Of course, business necessity and common courtesy often require a longer answer, especially when the follow-up question begins with “why.” In last month’s letter, I discussed why applying safe electrical work practices properly, consistently and on every job is so important: as the statistics bear out, uncontrolled electrical hazards maim and kill.

I also suggested that explaining the intricacies of energized work permits to customers is often sufficient to persuade them to agree to not working hot in their facilities. Our electrical workers need us to do some explaining, too.

That means you, the employer, must first develop a basic understanding of NFPA 70E. An Internet search will reveal dozens of sources for training on the standard, but I recommend you start by going to www.necanet.org/job/safety/webinars. There you can view recorded National Electrical Contractors Association (NECA) presentations on 70E and personal protective equipment (PPE) and related subjects. These Webinars are free and available to all industry participants, regardless of NECA affiliation, and they are a starting point for what you need to teach employees.

I’m assuming your company provides regular safety training for workers. Please don’t tell me your safety programs have been forsaken due to the bad economy! An article by NECA Safety Director Jerry Rivera reprinted in this month’s “NECA Notes” section on page 167 explains why “Cutting Safety Costs More Than You Might Think.”

Although NFPA 70E training is only a single component of what should be a much broader safety program, it cannot be accomplished in a single session. Refresher training should be provided on a regular basis and updated as needed to keep pace with changes in OSHA standards and the 70E standard itself. At a minimum, employee training should cover the following:

• Requirements for an electrically safe work condition as defined in 70E

• How to recognize and avoid hazards associated with each specific task to be performed

• Using PPE and insulated tools in accordance with 70E requirements

• Detailed information about energized work permits and why they should not be used except in certain specific situations

• Lockout/tagout procedures

NECA offers resources to help you with PPE, lockout/tagout and related issues. Go to www.necanet.org/store and enter the keyword “safety” in the “Search the Store” feature.

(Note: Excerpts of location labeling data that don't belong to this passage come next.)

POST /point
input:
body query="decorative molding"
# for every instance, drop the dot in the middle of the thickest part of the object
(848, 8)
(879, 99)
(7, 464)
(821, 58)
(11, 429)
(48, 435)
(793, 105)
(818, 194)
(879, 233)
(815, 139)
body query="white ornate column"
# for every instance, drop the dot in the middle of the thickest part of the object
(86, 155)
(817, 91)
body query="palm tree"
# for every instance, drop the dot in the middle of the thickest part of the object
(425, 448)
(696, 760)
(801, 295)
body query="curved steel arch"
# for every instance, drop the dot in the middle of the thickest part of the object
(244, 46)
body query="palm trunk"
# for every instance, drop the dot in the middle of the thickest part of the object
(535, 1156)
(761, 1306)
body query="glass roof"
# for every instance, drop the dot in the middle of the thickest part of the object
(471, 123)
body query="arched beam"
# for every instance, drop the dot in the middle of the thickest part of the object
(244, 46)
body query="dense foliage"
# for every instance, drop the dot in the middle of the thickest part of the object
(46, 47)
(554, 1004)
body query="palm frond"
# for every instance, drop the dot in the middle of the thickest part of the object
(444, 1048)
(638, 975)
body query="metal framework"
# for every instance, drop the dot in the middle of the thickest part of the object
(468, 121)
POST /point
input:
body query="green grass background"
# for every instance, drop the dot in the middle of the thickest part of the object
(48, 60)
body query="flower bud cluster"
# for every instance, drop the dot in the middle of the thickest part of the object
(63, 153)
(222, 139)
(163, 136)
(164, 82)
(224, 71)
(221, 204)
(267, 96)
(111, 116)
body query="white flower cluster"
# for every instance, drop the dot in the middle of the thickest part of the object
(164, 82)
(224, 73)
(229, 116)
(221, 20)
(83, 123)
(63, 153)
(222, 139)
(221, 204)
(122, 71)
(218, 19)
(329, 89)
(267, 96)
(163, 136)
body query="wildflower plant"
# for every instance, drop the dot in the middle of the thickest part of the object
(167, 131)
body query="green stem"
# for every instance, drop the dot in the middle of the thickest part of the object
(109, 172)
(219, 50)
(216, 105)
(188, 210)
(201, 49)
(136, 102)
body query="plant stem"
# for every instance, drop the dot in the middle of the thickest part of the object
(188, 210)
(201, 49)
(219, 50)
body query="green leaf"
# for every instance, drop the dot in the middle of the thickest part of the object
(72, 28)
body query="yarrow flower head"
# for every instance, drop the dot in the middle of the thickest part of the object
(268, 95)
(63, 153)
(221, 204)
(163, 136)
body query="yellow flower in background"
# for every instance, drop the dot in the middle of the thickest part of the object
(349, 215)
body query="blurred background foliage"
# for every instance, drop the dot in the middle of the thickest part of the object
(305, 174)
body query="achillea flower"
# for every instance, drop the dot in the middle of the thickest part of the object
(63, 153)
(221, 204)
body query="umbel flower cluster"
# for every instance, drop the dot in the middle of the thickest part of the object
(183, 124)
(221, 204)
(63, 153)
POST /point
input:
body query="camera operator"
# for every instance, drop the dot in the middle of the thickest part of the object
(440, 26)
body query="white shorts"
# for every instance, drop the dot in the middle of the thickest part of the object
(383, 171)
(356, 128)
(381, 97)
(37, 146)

I also recommend that you consult Westex Inc. (www.westexinc.com) if you need more information on flame-resistant clothing, and if you want to know more about insulated tools so that you don’t waste money on tools that are so heavy or awkward your workers resist using them, check with Milwaukee Electric Tool Corp. (www.milwaukeetool.com). These companies, along with Graybar (www.graybar.com), are NECA’s Premier Partners, so we can have a lot of confidence in their advice.

Please don’t think of me as a pitchman. My point is that your company can implement NFPA 70E effectively only if your employees embrace it. They, and your customers, need to be made aware that your firm is fully committed to this standard because you care about them not only as sources of production and revenue but as human beings worth protecting. Caring is an unexpendable commodity in any economy.